Data-driven Machine Learning and AI-based Data Transfer Strategies for High Energy Physics Experiments (HEP) on Open Science Grid (OSG)
Award Number: DE-SC0024648
Funding Agency: U.S. Department of Energy (DoE)
Award Amount: Not specified
Project Duration: August 15, 2023 - August 14, 2026
Dr. Byrav Ramamurthy, in collaboration with Dr. Derek Weitzel, has secured a significant grant from the U.S. Department of Energy for the project, “Data-driven Machine Learning and AI-based Data Transfer Strategies for High Energy Physics Experiments (HEP) on Open Science Grid (OSG).”
This project addresses the rapidly growing data demands of High Energy Physics (HEP) experiments, which require high-rate data transfer capabilities and efficient storage and networking solutions. As the volume of data from HEP experiments is expected to grow exponentially, the existing infrastructure risks being overwhelmed, creating bottlenecks that could impede the seamless execution of these workflows.
Key objectives of the project include: Machine Learning (ML) and AI-based Strategies: Designing online and offline ML/AI-based strategies to optimize HEP data transfers, enhancing the speed and efficiency of data distribution among computing facilities. Data Log Analysis: Conducting post-hoc and real-time analysis of cache transfer logs and network/storage resource data at HEP experiment endpoints to identify and resolve bottlenecks. Data Storage Mechanisms: Developing new data formats and storage mechanisms for faster querying and analysis using the University of Nebraska’s Holland Computing Center (HCC) and the Open Science Grid (OSG) infrastructure.
This research will leverage the high-performance computing resources at HCC, and the findings will be deployed on the OSG endpoint, benefiting numerous HEP experiments. By implementing intelligent data transfer strategies, the project aims to alleviate the bottlenecks in current storage, compute, and network infrastructures.

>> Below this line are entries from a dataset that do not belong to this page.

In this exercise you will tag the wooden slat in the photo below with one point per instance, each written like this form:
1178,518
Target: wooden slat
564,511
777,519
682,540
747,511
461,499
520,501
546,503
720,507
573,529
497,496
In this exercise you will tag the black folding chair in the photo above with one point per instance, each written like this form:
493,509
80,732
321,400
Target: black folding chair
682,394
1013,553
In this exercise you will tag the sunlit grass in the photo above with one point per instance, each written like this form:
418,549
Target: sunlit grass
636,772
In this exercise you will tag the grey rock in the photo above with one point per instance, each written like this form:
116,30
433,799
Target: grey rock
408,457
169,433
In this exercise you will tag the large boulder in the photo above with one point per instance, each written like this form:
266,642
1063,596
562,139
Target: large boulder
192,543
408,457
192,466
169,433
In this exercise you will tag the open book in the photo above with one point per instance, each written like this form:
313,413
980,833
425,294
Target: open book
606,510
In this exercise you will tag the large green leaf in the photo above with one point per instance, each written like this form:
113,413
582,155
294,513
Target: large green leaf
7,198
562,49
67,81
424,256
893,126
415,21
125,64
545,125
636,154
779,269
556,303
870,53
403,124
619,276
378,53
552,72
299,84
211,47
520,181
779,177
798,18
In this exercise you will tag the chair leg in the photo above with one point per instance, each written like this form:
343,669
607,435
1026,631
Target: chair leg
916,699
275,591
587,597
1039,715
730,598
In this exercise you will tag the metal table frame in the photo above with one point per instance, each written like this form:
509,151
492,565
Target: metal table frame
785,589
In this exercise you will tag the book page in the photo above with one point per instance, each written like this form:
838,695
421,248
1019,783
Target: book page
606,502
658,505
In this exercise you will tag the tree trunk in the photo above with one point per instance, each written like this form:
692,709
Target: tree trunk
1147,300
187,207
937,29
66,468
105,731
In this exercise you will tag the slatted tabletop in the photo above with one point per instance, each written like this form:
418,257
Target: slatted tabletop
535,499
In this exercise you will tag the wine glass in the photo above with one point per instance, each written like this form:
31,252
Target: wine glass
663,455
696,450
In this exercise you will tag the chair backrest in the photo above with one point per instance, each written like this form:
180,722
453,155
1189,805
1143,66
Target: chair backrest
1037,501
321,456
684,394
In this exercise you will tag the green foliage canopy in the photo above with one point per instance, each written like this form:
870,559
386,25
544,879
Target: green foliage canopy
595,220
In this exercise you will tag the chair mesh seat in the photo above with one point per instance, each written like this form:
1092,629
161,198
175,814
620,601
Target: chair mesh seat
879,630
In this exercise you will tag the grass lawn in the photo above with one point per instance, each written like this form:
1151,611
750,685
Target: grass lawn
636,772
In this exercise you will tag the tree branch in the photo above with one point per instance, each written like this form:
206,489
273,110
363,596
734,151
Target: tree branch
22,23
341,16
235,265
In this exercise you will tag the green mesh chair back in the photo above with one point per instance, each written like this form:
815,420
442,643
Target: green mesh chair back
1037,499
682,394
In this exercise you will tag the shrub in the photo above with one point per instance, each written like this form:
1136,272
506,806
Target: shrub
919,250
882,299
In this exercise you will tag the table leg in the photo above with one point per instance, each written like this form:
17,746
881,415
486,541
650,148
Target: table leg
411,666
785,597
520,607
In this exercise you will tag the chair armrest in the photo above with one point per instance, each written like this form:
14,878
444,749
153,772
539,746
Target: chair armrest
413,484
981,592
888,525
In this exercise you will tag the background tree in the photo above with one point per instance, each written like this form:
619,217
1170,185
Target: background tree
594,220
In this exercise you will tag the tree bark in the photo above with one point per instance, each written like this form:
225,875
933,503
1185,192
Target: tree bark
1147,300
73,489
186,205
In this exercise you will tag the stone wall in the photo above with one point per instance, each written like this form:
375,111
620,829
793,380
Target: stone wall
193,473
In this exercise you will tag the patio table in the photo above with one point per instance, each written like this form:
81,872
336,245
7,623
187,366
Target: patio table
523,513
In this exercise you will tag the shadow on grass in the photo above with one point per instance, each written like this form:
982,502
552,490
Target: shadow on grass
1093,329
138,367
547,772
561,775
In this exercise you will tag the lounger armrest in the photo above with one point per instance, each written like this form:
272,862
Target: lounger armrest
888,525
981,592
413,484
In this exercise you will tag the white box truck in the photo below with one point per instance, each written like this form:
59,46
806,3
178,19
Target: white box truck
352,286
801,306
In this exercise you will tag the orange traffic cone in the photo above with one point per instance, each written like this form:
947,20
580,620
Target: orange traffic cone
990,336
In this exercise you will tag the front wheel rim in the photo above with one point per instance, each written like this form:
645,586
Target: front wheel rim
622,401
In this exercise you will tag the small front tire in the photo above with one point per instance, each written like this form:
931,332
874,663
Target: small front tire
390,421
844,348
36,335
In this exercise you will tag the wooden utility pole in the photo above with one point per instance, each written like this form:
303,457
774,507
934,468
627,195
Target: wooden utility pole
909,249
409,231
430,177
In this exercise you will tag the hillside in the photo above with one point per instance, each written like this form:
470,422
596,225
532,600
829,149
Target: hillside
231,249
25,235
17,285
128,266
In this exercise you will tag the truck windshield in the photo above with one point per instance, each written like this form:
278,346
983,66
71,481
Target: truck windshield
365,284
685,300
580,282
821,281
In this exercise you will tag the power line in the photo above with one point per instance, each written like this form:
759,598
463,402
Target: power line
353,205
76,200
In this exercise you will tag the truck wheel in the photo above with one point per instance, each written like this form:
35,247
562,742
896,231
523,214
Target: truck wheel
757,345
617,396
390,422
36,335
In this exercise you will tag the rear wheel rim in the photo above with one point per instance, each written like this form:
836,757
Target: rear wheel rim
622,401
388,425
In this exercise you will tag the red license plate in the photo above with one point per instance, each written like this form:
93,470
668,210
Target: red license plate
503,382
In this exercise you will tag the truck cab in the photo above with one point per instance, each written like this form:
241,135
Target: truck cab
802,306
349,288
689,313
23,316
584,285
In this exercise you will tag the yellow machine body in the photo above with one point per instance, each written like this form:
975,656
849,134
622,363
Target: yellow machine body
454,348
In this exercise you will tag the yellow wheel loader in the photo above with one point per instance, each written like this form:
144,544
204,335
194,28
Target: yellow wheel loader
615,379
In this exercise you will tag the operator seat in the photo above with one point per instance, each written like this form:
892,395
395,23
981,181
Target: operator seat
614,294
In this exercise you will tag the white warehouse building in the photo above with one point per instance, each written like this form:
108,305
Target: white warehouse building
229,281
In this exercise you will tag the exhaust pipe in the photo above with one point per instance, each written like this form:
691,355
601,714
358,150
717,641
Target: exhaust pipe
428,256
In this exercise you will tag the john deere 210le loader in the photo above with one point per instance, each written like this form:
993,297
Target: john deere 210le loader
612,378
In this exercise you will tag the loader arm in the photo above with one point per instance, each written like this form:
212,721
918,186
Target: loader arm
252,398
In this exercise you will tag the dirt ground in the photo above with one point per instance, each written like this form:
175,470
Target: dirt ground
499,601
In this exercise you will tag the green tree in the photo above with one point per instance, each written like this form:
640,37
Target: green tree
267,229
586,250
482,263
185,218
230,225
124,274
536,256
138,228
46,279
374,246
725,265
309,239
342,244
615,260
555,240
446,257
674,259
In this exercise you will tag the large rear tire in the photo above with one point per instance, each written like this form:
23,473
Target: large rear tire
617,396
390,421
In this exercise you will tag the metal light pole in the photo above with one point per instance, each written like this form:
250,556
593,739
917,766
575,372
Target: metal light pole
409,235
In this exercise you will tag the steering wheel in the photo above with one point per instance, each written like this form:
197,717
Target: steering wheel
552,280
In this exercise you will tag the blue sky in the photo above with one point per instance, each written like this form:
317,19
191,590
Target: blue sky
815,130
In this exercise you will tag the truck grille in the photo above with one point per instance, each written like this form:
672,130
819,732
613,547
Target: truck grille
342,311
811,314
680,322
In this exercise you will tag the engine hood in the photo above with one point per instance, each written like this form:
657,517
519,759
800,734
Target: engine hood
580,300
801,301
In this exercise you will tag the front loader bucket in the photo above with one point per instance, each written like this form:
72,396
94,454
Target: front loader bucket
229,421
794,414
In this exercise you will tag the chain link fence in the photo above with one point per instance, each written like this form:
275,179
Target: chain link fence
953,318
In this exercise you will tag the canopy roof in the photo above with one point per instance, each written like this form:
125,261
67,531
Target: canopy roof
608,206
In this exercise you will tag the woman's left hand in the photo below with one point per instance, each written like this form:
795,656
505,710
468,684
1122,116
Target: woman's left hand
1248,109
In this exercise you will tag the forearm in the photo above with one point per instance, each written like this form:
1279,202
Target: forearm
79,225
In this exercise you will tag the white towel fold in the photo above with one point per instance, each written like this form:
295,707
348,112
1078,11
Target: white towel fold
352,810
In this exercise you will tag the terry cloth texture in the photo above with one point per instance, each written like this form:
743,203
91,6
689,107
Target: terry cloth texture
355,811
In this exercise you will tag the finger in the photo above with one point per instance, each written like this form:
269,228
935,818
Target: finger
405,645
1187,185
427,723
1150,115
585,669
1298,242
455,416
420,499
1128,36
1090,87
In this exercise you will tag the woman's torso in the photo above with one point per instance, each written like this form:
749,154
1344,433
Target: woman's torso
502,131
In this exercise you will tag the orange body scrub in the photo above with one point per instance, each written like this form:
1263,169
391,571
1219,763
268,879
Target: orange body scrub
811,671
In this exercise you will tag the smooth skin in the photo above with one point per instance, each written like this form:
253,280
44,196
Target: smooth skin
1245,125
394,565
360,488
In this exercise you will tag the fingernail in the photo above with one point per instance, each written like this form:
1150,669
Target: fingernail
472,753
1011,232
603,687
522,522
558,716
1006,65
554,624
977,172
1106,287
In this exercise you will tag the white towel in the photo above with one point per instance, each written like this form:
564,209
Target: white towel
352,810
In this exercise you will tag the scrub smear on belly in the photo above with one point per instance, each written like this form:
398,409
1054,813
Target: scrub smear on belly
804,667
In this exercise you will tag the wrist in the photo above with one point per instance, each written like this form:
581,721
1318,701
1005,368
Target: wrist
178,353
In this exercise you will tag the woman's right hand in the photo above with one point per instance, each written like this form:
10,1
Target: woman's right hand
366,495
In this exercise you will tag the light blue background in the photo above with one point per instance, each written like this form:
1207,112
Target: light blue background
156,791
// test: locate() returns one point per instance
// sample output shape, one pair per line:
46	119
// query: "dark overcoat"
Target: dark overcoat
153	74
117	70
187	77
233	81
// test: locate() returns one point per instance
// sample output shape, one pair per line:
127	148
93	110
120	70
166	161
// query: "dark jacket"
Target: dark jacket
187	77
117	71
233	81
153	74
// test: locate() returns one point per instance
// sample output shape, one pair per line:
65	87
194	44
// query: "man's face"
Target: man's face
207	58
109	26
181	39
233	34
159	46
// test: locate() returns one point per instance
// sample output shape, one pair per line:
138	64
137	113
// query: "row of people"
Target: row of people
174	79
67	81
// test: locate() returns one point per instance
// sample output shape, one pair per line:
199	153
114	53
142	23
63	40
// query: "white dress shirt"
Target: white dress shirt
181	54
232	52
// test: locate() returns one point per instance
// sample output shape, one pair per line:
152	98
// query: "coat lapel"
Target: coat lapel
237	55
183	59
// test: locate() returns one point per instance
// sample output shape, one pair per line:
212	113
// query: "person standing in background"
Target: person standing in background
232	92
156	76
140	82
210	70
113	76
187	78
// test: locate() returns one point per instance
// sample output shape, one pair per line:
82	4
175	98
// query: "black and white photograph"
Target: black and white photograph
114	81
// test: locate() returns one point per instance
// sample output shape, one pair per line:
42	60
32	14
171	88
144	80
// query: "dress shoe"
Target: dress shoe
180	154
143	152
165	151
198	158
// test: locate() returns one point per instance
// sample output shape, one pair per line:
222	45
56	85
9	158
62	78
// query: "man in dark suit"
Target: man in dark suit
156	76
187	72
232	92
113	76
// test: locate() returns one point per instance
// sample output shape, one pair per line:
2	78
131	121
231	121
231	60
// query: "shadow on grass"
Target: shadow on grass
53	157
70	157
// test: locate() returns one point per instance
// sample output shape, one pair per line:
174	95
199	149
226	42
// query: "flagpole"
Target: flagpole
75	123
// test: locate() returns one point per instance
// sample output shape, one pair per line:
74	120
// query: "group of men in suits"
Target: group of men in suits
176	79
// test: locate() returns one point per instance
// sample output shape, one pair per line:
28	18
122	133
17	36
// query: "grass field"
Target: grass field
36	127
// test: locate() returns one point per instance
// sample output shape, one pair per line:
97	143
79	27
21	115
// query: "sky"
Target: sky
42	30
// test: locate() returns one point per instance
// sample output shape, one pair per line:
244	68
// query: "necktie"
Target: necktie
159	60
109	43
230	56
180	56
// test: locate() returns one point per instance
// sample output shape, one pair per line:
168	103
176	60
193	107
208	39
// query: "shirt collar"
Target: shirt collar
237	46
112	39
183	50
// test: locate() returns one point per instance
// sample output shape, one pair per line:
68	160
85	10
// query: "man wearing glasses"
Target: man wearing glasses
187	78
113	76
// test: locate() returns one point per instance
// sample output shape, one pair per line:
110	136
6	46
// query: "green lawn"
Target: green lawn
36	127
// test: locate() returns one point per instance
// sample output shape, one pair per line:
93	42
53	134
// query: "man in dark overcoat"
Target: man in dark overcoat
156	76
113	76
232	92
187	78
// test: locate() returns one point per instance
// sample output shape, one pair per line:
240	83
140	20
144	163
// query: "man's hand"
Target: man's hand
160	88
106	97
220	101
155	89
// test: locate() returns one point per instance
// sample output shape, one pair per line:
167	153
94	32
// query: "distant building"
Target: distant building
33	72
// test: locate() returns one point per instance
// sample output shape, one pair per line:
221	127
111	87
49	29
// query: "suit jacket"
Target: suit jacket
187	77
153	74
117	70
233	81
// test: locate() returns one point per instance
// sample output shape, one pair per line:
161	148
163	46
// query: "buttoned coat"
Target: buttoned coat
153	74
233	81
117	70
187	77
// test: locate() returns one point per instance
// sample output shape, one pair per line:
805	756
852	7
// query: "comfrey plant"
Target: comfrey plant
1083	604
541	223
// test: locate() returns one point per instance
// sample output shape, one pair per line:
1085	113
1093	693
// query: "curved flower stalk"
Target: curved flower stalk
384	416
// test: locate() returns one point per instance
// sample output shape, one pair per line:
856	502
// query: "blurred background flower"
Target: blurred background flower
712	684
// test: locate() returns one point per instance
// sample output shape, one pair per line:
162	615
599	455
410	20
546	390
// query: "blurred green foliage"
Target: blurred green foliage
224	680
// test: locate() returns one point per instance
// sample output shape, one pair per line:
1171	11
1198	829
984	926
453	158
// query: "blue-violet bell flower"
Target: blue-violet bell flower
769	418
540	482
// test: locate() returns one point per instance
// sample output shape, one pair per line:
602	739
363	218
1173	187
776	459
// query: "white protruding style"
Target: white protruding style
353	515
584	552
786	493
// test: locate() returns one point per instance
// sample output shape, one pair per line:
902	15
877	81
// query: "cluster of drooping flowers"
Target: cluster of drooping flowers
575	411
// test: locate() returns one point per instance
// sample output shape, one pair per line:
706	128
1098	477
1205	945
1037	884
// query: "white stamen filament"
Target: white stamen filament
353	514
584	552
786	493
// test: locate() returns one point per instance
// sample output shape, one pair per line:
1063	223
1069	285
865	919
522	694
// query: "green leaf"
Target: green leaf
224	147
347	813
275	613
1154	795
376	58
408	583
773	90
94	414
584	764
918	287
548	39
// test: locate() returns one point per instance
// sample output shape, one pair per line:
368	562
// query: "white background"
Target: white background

This project is supervised by Dr. Ramamurthy, a professor at the University of Nebraska-Lincoln’s School of Computing, with Dr. Derek Weitzel, a Research Assistant Professor at the HCC and UNL, serving as Co-PI. The project is an important contribution to improving the data management capabilities of HEP experiments, enhancing both infrastructure performance and scientific productivity.